In fact, many managers consider this a primary function of their job. But it’s important to know that feedback can—and should—also go the other direction as well.
You undoubtedly have important opinions that would help your manager improve. Yet, the idea of sharing them can be uncomfortable, to say the least. The best managers will ask for your feedback, but many others don’t ever consider the idea.
Many organizations recognize the need for this kind of all-around feedback, and also the difficulty associated with it. That’s why the “360-degree assessment” originally came into existence. These surveys (typically anonymous) allow employees to provide feedback both up and down the chain of command. Leaders at all levels can gauge their performance based on the perspectives of people who work for them, with them, and above them.
However, absent such a tool, delivering feedback to a superior can be a daunting task. Consider the following points before you attempt it.
Ask for Permission
If you want to make sure the feedback is heard, start by asking if it’s okay to share your perspectives on a situation. You can use a simple question like, “Would you like to hear my thoughts?” Or you can say something like this: “I wanted to share some things I experienced in the meeting yesterday. Do you have time to discuss it?”
Usually, though not always, a decent manager will accept the invitation. At the very least, most will suggest scheduling time to talk if it’s not ideal timing at that moment.
Be Factual, Not Emotional
Most people respond more positively to facts than emotion. If your manager’s behavior has frustrated or angered you, wait until the emotion has subsided. At that point, define the specific actions and the problems the situation caused for your work. Remember that everyone wants to know “what’s in it for me.” When you perform at your very best, your manager reaps the rewards. So, the more you can focus on the work, the more receptive he or she is likely to be.
Be Prescriptive, Not Just Descriptive
Instead of just describing the problem, offer the solution as well. For example, suppose your manager has just criticized you in front of a group of subordinates. You want to provide feedback so it doesn’t happen again. You might say something like this, “Next time, when you have some criticism to offer, I’d appreciate having a conversation in private. That way, my team doesn’t get caught in the middle.”
You might not always be able to identify the right solution, but if you need to set boundaries or ask for something specific, do so clearly.

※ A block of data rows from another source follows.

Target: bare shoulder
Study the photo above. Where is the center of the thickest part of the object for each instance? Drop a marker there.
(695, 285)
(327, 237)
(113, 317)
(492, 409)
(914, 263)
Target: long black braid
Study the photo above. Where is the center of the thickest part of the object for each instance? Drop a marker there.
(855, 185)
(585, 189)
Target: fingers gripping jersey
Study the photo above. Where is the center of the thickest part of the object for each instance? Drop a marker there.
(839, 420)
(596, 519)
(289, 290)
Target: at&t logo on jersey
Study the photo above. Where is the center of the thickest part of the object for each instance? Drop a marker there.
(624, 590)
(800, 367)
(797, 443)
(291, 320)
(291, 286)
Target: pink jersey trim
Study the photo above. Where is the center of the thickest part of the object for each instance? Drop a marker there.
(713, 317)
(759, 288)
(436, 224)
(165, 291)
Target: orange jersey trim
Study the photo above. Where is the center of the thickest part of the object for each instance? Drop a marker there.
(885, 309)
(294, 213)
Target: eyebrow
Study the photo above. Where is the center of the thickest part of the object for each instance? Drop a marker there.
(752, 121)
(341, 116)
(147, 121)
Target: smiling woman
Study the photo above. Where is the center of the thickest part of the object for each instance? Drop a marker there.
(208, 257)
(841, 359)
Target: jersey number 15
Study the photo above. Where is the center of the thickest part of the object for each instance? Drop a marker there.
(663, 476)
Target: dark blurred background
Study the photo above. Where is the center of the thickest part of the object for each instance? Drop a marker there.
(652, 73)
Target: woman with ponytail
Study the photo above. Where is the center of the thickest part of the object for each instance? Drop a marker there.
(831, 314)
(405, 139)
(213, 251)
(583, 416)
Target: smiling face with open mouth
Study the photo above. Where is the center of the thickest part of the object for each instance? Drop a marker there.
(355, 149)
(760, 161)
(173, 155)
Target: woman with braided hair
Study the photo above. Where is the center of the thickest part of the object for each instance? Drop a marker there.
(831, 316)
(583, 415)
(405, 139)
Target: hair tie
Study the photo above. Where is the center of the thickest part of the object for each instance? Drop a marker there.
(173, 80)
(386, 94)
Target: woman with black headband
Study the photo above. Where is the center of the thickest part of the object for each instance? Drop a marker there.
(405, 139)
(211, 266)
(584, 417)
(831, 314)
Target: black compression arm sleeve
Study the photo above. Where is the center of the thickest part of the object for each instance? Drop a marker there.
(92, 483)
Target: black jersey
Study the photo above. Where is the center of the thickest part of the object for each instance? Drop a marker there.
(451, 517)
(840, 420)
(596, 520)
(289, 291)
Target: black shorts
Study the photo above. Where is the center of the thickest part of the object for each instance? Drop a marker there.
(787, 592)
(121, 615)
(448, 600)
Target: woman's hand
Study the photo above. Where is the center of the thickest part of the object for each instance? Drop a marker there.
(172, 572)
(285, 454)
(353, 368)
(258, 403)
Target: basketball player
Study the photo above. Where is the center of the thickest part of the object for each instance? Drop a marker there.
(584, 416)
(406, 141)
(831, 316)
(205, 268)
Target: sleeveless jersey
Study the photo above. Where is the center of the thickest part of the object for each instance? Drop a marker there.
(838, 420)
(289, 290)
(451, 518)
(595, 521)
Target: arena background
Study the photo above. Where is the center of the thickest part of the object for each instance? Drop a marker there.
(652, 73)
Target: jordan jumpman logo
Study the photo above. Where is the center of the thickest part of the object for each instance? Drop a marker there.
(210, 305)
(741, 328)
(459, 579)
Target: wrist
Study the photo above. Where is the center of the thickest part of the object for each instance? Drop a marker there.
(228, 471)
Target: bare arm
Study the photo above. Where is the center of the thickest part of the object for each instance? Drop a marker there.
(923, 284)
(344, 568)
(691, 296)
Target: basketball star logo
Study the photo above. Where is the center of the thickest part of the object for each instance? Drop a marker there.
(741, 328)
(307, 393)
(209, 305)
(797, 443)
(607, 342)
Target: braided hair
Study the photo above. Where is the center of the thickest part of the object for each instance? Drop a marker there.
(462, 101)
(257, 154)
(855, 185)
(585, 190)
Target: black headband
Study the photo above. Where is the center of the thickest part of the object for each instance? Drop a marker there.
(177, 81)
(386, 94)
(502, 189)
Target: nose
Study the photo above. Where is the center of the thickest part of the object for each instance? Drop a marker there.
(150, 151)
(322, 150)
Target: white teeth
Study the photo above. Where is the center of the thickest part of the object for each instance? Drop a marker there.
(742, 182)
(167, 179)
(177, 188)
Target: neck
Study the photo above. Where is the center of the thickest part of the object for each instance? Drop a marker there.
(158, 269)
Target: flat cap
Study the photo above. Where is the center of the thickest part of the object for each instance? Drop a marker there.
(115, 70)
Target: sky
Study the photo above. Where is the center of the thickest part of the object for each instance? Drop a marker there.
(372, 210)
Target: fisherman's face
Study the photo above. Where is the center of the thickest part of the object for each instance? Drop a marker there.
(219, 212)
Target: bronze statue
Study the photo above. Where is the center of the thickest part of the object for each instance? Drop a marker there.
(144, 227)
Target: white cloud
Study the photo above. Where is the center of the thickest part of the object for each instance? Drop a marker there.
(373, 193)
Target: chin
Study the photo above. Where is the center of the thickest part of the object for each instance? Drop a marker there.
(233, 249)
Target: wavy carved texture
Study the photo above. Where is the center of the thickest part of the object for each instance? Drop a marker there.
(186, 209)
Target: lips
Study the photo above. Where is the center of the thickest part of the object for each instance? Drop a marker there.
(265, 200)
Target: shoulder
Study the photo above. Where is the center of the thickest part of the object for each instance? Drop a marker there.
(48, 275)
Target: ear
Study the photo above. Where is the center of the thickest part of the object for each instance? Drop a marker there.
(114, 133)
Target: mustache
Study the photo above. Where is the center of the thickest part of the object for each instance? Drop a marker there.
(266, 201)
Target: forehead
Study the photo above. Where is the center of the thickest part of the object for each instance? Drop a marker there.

In some cases, you might share a suggestion like this: “I noticed the team got antsy during that full day meeting. Maybe next time we should consider splitting it into two half-days.” This provides useful feedback (i.e. people don’t like full day meetings) in a way that is non-confrontational and solution-oriented.
Remain Polite, Professional and Respectful
Above all else, remember that how you communicate a message is just as important as the words you are saying. People can quickly tune out when they feel disrespected. The hierarchy of the workplace can add a layer of resistance for managers.
The best kind of feedback is offered in a way that feels comfortable and useful. If your manager sees you have approached them with a polite, professional and respectful manner, they will be open to hearing you out. And if they understand the value of what’s being shared, they’ll be more likely to take it to heart.
Remember too that you can offer both positive and constructive feedback. The general rule is praise in public and criticize in private. Telling your manager when he or she has done something extraordinarily supportive helps inspire them to continue the behavior. Likewise, acknowledging things they could do to improve helps create a stronger, more collaborative team.